As long as Apple wants to continue offering such a wide range of prices while including previous years’ models, I think it will stick with this naming scheme. Dropping the “S” naming convention simplifies the line further: an S-branded phone means nothing, but it is implicit that a higher number means a better model. And, if it means less chance of people minimizing it as a tweaked version of last year’s phone, that is even better for Apple.


  1. I am glad the Mini is sticking around for another year, too. ↥︎

Issie Lapowsky, Protocol:

The Securities and Exchange Commission announced Tuesday that it’s charging App Annie, the mobile app data provider, with securities fraud, accusing the company of “engaging in deceptive practices” and misrepresenting the origins of its data. App Annie will pay a $10 million settlement, according to the announcement, although the company has not admitted to any of the SEC’s findings.

The ability for companies to settle charges like these without admitting fault is a fascinating piece of legal spin I would love to learn more about. I looked at all of the press releases issued by the SEC since July 1. About one-third of them contained some variation of the phrase “without admitting or denying the SEC’s findings” — including for settlements for inflated income reporting by Kraft Heinz, misreporting a security breach of Pearson, auditing interference by Ernst & Young, and UBS failing to control for risky investments. Allegedly.

We all have to use the word “allegedly” because none of the above companies — including App Annie — admitted guilt, nor were found guilty. They all get to pretend as though they have not broken the law. This settlement process may be less expensive than taking these cases to trial, but the result is that fraud and systemic abuse is treated as a business expense. And remember: these press releases are all from the last ten weeks.

Anyway, all of that is surely beyond the scope of this little website. I wanted to look at that App Annie settlement in more detail and got sidetracked. Here:

[…] The order finds that App Annie and Schmitt understood that companies would only share their confidential app performance data with App Annie if it promised not to disclose their data to third parties, and as a result App Annie and Schmitt assured companies that their data would be aggregated and anonymized before being used by a statistical model to generate estimates of app performance. Contrary to these representations, the order finds that from late 2014 through mid-2018, App Annie used non-aggregated and non-anonymized data to alter its model-generated estimates to make them more valuable to sell to trading firms.

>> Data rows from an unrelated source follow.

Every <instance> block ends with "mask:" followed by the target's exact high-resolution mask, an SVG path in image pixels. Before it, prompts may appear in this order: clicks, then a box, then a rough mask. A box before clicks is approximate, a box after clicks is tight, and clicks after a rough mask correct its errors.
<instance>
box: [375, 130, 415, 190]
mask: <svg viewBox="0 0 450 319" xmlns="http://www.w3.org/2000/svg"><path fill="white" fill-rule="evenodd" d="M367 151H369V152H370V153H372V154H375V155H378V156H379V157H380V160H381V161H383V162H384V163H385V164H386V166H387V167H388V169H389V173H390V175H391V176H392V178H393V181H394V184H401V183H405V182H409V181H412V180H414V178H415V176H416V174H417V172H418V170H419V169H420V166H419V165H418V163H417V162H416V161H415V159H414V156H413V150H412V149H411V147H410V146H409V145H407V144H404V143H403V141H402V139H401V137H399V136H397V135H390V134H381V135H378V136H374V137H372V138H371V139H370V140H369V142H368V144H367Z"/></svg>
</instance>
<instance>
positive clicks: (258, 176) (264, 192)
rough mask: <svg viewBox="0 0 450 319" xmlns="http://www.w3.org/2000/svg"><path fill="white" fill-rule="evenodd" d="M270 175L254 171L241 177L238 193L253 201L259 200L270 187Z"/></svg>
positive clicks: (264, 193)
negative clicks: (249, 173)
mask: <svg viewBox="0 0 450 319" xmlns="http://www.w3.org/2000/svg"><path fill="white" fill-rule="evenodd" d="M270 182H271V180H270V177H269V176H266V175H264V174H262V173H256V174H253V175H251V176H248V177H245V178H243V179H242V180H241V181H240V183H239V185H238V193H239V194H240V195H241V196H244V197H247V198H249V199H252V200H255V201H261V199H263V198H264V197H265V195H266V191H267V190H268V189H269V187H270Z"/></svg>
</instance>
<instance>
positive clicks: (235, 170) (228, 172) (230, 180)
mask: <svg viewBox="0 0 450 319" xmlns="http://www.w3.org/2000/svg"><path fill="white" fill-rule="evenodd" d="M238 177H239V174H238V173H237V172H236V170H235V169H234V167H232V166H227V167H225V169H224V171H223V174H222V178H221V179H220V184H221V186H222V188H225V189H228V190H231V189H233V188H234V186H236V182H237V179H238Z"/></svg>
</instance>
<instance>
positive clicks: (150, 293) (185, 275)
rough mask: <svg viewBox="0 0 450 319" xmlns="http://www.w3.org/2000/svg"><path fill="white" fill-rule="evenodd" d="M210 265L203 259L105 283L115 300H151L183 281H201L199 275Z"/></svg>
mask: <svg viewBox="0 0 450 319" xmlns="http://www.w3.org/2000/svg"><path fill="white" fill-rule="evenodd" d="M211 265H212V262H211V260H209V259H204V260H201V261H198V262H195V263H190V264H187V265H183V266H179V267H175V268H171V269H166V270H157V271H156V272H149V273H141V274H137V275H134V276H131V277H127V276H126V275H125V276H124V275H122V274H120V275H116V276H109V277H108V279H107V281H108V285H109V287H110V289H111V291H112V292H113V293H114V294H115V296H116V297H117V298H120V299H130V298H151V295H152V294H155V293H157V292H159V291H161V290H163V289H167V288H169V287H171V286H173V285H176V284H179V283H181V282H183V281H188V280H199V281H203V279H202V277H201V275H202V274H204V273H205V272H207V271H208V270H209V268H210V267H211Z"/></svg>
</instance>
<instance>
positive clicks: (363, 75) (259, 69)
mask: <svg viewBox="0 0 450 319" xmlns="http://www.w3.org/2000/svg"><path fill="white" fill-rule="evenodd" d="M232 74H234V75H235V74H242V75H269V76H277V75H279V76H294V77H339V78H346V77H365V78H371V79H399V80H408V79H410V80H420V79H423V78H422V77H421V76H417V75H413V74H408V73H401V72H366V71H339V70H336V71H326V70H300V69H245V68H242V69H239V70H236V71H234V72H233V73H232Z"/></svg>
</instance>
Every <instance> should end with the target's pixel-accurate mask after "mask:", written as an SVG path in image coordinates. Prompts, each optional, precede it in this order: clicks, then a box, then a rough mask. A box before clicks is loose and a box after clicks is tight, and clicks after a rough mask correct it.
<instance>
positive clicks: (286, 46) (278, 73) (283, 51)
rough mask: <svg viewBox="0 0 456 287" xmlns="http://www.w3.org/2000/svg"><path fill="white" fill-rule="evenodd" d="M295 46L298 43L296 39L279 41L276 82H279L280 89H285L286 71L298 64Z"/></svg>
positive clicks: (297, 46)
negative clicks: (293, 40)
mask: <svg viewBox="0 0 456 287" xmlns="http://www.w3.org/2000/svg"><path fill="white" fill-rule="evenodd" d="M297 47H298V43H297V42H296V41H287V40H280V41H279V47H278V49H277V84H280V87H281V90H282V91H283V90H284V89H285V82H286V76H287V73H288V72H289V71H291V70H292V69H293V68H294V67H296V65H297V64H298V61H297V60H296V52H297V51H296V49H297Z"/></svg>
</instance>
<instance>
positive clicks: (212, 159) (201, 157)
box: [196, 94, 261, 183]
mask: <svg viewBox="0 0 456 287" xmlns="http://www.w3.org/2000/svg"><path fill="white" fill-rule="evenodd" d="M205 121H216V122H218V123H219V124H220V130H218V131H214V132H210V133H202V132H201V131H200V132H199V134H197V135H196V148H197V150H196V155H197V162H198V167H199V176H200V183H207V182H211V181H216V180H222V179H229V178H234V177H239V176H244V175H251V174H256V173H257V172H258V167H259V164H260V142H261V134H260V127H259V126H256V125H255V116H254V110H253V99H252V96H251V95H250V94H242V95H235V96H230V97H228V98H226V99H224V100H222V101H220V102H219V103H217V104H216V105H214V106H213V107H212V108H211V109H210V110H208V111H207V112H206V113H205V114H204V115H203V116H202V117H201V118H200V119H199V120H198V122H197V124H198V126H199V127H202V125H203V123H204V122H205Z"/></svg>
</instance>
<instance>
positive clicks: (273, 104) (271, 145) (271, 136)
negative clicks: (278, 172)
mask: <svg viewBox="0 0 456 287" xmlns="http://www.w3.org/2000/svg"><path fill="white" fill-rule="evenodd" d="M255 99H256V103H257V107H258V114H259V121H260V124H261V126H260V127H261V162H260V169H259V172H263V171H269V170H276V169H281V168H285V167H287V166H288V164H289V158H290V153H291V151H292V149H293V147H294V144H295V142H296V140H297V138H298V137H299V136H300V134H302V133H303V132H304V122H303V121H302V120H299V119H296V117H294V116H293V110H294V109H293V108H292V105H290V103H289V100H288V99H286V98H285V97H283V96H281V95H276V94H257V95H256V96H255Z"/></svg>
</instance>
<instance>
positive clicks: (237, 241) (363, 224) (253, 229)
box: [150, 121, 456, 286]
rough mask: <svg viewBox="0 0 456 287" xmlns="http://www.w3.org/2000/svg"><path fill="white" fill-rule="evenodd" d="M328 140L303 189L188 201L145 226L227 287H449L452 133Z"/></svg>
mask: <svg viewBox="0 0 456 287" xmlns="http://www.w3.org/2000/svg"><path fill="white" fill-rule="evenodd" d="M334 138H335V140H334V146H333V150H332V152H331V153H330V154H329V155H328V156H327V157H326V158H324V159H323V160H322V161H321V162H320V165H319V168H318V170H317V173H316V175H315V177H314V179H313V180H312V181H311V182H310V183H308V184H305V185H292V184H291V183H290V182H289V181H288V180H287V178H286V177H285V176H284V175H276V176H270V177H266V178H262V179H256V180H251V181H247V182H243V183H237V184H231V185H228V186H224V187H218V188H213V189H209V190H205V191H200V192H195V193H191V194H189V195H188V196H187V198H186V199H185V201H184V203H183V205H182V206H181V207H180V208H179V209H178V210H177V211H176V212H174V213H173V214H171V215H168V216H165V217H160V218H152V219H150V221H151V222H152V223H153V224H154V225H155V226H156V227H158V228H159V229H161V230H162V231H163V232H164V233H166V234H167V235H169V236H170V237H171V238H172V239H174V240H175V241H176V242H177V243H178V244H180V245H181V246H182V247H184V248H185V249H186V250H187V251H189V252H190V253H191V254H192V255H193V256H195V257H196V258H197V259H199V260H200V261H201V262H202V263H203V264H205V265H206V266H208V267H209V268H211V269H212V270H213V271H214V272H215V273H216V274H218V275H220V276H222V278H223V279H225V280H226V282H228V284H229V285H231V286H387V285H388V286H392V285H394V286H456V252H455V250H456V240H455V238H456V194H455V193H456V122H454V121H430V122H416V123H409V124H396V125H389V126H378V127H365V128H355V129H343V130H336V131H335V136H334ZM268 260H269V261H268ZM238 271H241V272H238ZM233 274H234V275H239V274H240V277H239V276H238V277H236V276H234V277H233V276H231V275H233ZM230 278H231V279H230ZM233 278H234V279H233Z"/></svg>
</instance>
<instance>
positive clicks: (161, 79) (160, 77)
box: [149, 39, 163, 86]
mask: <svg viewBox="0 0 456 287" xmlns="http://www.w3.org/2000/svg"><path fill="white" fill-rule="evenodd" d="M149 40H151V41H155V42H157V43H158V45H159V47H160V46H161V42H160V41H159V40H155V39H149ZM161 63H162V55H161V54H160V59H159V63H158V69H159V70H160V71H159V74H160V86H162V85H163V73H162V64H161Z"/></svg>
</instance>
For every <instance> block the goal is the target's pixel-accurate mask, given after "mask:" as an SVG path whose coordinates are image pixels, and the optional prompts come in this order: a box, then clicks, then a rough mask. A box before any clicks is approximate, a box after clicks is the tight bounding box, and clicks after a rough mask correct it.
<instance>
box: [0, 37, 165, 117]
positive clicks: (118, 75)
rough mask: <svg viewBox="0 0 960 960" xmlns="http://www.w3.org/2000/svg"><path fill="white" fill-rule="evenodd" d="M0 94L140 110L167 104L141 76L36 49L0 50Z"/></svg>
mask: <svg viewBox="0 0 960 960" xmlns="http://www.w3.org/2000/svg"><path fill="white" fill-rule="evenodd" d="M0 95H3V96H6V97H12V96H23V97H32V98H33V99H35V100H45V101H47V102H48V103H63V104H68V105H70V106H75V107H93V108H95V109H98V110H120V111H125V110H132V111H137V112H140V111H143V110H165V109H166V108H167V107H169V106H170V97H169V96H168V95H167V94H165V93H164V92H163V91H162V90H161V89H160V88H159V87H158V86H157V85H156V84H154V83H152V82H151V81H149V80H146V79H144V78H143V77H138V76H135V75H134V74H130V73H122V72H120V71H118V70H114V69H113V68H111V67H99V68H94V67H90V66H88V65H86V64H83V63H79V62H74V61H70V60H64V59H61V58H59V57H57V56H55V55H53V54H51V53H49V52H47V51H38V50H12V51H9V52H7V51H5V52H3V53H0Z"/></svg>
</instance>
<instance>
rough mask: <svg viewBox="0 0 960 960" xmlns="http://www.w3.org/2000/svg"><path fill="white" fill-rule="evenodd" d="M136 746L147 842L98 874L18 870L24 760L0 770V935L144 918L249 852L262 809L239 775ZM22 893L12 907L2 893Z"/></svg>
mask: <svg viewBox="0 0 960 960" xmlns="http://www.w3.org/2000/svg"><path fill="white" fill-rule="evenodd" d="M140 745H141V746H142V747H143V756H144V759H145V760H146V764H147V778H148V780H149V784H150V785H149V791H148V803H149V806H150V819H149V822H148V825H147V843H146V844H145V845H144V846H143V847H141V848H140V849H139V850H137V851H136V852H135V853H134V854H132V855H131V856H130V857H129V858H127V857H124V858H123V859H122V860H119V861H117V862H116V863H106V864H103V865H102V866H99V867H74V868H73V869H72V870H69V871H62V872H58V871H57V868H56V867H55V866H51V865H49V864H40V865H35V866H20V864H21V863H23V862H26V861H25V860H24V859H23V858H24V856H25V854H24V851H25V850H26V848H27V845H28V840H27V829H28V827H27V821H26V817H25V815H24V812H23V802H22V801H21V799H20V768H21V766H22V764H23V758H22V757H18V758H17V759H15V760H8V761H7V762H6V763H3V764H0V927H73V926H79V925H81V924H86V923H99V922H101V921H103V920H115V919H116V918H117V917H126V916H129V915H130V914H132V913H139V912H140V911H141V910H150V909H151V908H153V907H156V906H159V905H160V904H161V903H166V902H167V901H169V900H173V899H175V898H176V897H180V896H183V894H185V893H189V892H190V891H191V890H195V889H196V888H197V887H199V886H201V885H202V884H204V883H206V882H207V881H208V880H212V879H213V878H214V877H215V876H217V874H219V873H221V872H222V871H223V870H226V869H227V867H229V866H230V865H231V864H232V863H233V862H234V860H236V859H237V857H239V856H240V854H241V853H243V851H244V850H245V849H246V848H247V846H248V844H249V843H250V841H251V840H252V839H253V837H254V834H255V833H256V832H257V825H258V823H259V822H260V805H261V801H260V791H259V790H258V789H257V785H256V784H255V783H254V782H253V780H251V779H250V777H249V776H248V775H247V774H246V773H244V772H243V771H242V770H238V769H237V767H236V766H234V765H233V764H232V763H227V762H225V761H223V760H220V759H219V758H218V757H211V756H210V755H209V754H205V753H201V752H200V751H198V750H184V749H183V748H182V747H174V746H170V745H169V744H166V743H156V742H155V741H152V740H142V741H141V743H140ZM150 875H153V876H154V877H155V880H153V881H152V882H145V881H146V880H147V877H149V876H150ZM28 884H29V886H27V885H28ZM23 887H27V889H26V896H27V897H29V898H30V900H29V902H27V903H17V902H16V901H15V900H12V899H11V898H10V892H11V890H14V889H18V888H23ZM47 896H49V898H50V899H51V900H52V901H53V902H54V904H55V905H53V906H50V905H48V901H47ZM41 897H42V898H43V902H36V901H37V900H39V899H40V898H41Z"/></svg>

A reminder that App Annie’s data collection practices, like other similar companies, are horrible and creepy.

John Voorhees at MacStories has posted copies of all of the videos from today’s “California Streaming” launch of the iPhone 13 lineup, Apple Watch Series 7, and new iPad and iPad Mini models. Apple did not launch new AirPods — which is a bit embarrassing for me — but at least I was not peddling rumours about a big Apple Watch redesign or satellite connectivity in the iPhone.

To find these videos, you may have to look at little harder than simply visiting YouTube and searching for “Apple”. Right now, the top-ranked video for that query is a live stream of a cryptocurrency scam. When I checked earlier, over fifteen thousand people were watching, and the channel broadcasting it somehow has over a million subscribers. As of writing, it is still live, and the Bitcoin and Ethereum addresses associated with the scam have received over $170,000 in just a few hours today.

Google has not responded to my questions about how easy it is to hijack an obviously popular brand term on YouTube with a commonplace scam like this one.

Update: A Google spokesperson confirmed the channel was terminated.